I am having difficulty with the following question: $$y''+ky=0$$ $$y(-\pi)=y(\pi)$$ $$y'(-\pi)=y'(\pi)$$
For each eigenvalue $k$, there correspond(s):
If someone could help me, thanks in advance for your time.
Let us consider the case $k<0$: the case $k>0$ is studied analogously, with due modifications in the solutions (imaginary exponentials are needed). The case $k=0$ is degenerate with class of solutions given by $y(x)=A$, for any constant $A$.
If $k<0$ then the most general solution to the given ODE is
$y(x)=A\exp(\omega x)+B\exp(-\omega x)$,
with $A,B$ constants and $\omega:=\sqrt{-k}$. Note that $\omega^2:=-k>0$.
The periodic conditions $y(-\pi)=y(\pi)$ and $y'(-\pi)=y'(\pi)$ are equivalent to the system of equations
$\beta(A+B)=0\cap \beta(A-B)=0$,
with $\beta=\sin(\pi\omega)$.
If $\beta\neq 0$, then we arrive at the trivial solution $y(x)=0$ as $A=B=0$ is the only solution of the above system.

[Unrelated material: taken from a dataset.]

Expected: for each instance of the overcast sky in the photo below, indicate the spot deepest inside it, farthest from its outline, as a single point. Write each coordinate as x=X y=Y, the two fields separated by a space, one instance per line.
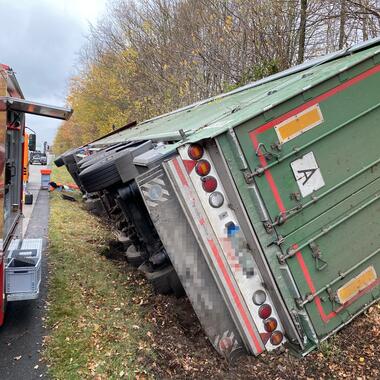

If $\beta= 0$, i.e. $\sin(\pi\omega)=0 \Leftrightarrow \pi\omega=2\pi r\Leftrightarrow \omega=2r \Leftrightarrow -k=4r^2$, for some $r\in \mathbb Z$, then the original problem has solution(s)
$y(x)=A\exp(2r x)+B\exp(-2r x)$.
With these information you could proceed to answer to your question.